1.  Organization is key - Especially if you are working alone, it will save some stress to get the prep work done before the heat gets turned on.  That would include chopping the veggies, cleaning the shrimp, and even measuring out the dry spices into a dish.  I was able to enlist the aid of two kids in a very small kitchen by assigning them specific areas as their stations - worked like a charm. 
2.  Substitutions - shallots work nicely in this dish in lieu of onions.  Also, you can throw in some extra peppers or scallions.  Don't skimp on the veggies, as they really lighten up what could otherwise be a very heavy dish.  Becoming a little too fond of throwing clam juice into various dishes, I had none when I was too far into the recipe to stop.  I replaced the clam juice with chicken stock and some Better than Bullion lobster base.  Kitchen Basics makes seafood stock, so that could be used as well. 
3.  Rice - I love rice.  I rarely if ever cook it on the stovetop.  Two cups of long grain rice, four cups of water, 5 minutes in the microwave on high, 25 minutes on 50%.  Uncle Ben's is noticeably better, but store brand is good enough and a great bargain on sale.  Try not to start too soon, and cover it if you do, to keep in warm.
4.  Roux - this is not a time to rush.  In this dish, there's a greater roux-to-liquid ratio than usual, so that the sauce comes out extra thick.  That means that the  roux taste will be more prominent than usual.  Take your time and get it as dark and nutty as your patience will allow, using low to medium heat.   

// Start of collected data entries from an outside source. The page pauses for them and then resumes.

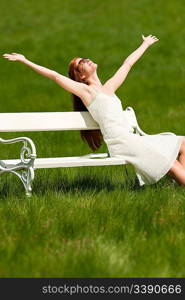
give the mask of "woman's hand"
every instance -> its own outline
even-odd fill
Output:
[[[159,40],[158,38],[156,38],[155,35],[151,35],[151,34],[148,36],[144,36],[142,34],[142,39],[143,39],[144,43],[148,44],[148,46],[154,44],[155,42],[157,42]]]
[[[19,54],[19,53],[11,53],[11,54],[3,54],[3,57],[8,59],[8,60],[12,60],[12,61],[21,61],[23,62],[26,58],[24,55]]]

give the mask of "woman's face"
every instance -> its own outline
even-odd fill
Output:
[[[81,75],[91,75],[97,69],[97,64],[95,64],[89,58],[77,58],[76,59],[76,70]]]

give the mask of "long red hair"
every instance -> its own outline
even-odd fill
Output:
[[[69,70],[68,70],[69,77],[75,81],[86,83],[81,80],[79,76],[80,75],[79,71],[76,69],[76,59],[77,57],[72,59],[72,61],[69,64]],[[82,100],[78,96],[72,94],[72,100],[73,100],[74,111],[88,111],[88,109],[86,108],[86,106],[83,104]],[[80,130],[80,135],[82,140],[86,142],[93,151],[96,151],[102,145],[103,136],[99,129]]]

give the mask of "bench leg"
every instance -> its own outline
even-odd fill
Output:
[[[22,181],[26,190],[26,196],[31,196],[31,183],[34,179],[34,160],[36,158],[36,149],[33,141],[26,137],[19,137],[10,140],[3,140],[0,138],[0,143],[12,144],[16,142],[23,142],[23,147],[20,152],[20,162],[17,164],[0,161],[0,175],[3,173],[13,173],[17,175]]]

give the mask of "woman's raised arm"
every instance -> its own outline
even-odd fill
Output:
[[[144,54],[146,49],[158,41],[155,36],[149,35],[145,37],[142,35],[143,42],[132,54],[130,54],[123,62],[122,66],[118,71],[105,83],[104,86],[107,87],[111,92],[115,92],[120,85],[126,79],[130,69],[136,63],[136,61]]]
[[[30,60],[26,59],[24,55],[19,54],[19,53],[11,53],[11,54],[3,54],[3,57],[8,59],[8,60],[12,60],[12,61],[19,61],[21,63],[23,63],[24,65],[30,67],[31,69],[33,69],[35,72],[48,77],[52,80],[54,80],[55,76],[56,76],[56,72],[50,69],[47,69],[45,67],[39,66],[33,62],[31,62]]]
[[[83,97],[84,92],[87,90],[87,85],[84,83],[76,82],[64,75],[59,74],[56,71],[50,70],[48,68],[42,67],[37,65],[30,60],[26,59],[24,55],[19,53],[11,53],[11,54],[3,54],[3,57],[12,60],[12,61],[19,61],[26,66],[33,69],[35,72],[48,77],[49,79],[54,80],[58,85],[62,86],[65,90],[73,93],[79,97]]]
[[[139,48],[137,48],[132,54],[130,54],[124,61],[124,63],[129,64],[132,67],[136,61],[144,54],[146,49],[157,42],[159,39],[155,36],[149,35],[145,37],[142,35],[143,42]]]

5.  Cleaning shrimp - I start with headless shrimp.  If it is frozen, I thaw it in a collander in the sink.  I sprinkle on some plain table salt, run cool water on it, and move it around.  Hot water is a bad idea - it cooks the shrimp.  The salt speeds the thawing and seems to help the texture of the shrimp.  Be sure to rinse it all off.  I usually go in this order:  Pinch off the legs, peel off the shell, squeeze the shrimp out of the tail like toothpaste, devein.  Use "before" and "after" bowls, both with some ice to keep the shrimp fresh.  A trash bowl for shells is also helpful (or a clean bowl if you're saving shells for stock).  I use a paring knife or utility knife to clean the shrimp (chef's knife is too big).  Slice down the middle of the back, top-to-bottom, and pull/rinse/scrape out the black stuff.  Be gentle, so you don't mangle the shrimp.

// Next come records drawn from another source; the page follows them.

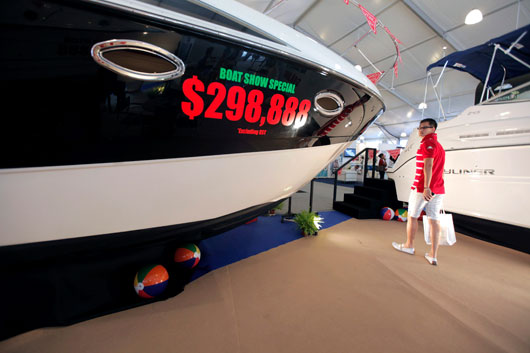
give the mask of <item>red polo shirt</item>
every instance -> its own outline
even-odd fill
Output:
[[[423,172],[423,160],[425,158],[433,158],[431,191],[434,194],[445,194],[444,188],[444,164],[445,164],[445,150],[438,142],[436,133],[432,133],[423,137],[420,143],[420,148],[416,152],[416,176],[412,190],[416,189],[423,193],[425,184],[425,174]]]

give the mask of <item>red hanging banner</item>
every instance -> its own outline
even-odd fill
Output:
[[[397,61],[394,64],[394,75],[396,76],[396,78],[398,77],[398,63],[397,63]]]
[[[346,5],[349,5],[349,4],[350,4],[350,0],[344,0],[344,3],[345,3]]]
[[[366,75],[366,77],[368,77],[368,79],[372,81],[374,85],[376,85],[379,79],[381,78],[383,72],[384,71],[374,72],[373,74]]]
[[[374,34],[377,34],[377,17],[375,17],[370,11],[365,9],[363,5],[359,4],[359,8],[363,12],[364,17],[366,17],[366,22],[368,22],[368,26],[370,26],[372,32],[374,32]]]
[[[396,42],[398,42],[399,44],[403,44],[403,43],[401,43],[401,41],[400,41],[399,39],[396,38],[396,36],[394,36],[394,35],[392,34],[392,32],[390,32],[390,30],[388,29],[387,26],[385,26],[385,31],[386,31],[386,33],[388,33],[388,34],[390,35],[390,37],[392,37],[392,39],[394,39]]]
[[[388,150],[387,151],[390,157],[392,157],[394,160],[396,160],[401,153],[401,148],[396,148],[394,150]]]

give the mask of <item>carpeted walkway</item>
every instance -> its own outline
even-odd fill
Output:
[[[177,297],[0,342],[2,352],[528,352],[530,255],[351,219],[209,272]],[[36,289],[38,290],[38,289]]]
[[[323,219],[322,229],[350,219],[350,216],[336,211],[318,214]],[[259,217],[257,222],[201,241],[201,261],[195,268],[192,279],[302,237],[295,223],[287,220],[282,223],[281,219],[281,215]]]

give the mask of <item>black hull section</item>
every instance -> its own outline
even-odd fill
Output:
[[[173,262],[175,249],[228,231],[267,212],[279,202],[202,222],[0,247],[0,276],[9,288],[0,340],[46,326],[64,326],[150,304],[179,294],[192,270]],[[147,264],[169,272],[168,287],[156,299],[136,295],[133,280]]]
[[[94,60],[91,48],[112,39],[162,48],[182,60],[185,73],[153,82],[110,71]],[[193,23],[85,1],[3,2],[0,44],[0,99],[12,112],[0,117],[0,182],[9,168],[338,144],[355,139],[384,110],[366,87],[303,59],[215,36]],[[344,103],[332,116],[314,109],[317,94],[329,90]],[[240,185],[245,191],[251,186],[252,180]],[[20,193],[21,200],[28,197],[30,191]],[[152,302],[133,289],[136,271],[149,263],[170,271],[170,287],[160,299],[174,296],[189,278],[171,264],[178,244],[199,242],[270,206],[178,226],[0,247],[0,275],[9,283],[0,295],[7,303],[0,338]],[[32,221],[23,212],[17,216]]]
[[[530,254],[530,229],[452,213],[455,230],[473,238]]]
[[[0,20],[1,99],[15,112],[2,117],[0,148],[11,152],[0,168],[340,143],[383,109],[316,65],[182,24],[78,1],[4,2]],[[165,82],[116,74],[91,56],[94,44],[111,39],[165,49],[185,73]],[[313,109],[315,95],[329,89],[344,98],[342,115]]]

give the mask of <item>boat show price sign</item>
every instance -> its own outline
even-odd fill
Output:
[[[227,72],[229,74],[227,74]],[[282,81],[270,80],[256,75],[243,74],[221,68],[220,79],[229,81],[229,86],[221,82],[210,82],[205,84],[197,76],[186,79],[182,84],[182,91],[187,100],[181,103],[182,112],[190,120],[197,117],[205,119],[227,119],[231,122],[246,121],[256,126],[303,126],[311,109],[311,101],[297,97],[285,97],[281,93],[275,93],[265,102],[265,94],[260,88],[277,90],[280,92],[294,93],[294,85]],[[243,83],[246,87],[256,86],[255,89],[246,89],[234,85]],[[205,103],[206,96],[208,99]],[[213,99],[212,99],[213,98]],[[238,129],[240,134],[249,134],[248,129]],[[266,130],[259,130],[259,135],[264,135]]]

6.  Timing - throw in the garlic when the rest of the veggies are almost cooked.  It burns easily.  Throw the shrimp in when the sauce is finished cooking.  It only takes a few minutes to cook and gets rubbery when cooked too long.
7.  Cajun seasoning - I use Louisiana Fish Fry Products brand, available at any store.  It's pretty migraine-friendly, but you can also make your own with Heidi Gunderson's recipe.  Store-bought seasoning has salt in it, so don't add much if any until all the other seasons have been added.
8.  Dealing with a thick sauce - In dealing with a thick sauce like this, you will likely want to switch from whisk to spoon when the solids start going in.  Thick sauces don't move around in the saucepan, so they are easily burned.  Watch the heat level, keep the sauce stirred, and add some extra stock or water if it has a while left to sit on the heat. 
9.  Temperature - if the shrimp has been sitting on ice, bring it to room temperature with tepid water before adding it to the mix.  Otherwise, it can drop the temperature so much that it does not cook quickly and the texture will suffer.  Warming the butter slightly in the microwave before adding is a good idea for similar reasons - you don't want to have to reheat the dish.

If you take the time and effort to prepare this dish correctly, people are going to be very impressed and will think that you are a real expert in the kitchen.  You might even impress yourself.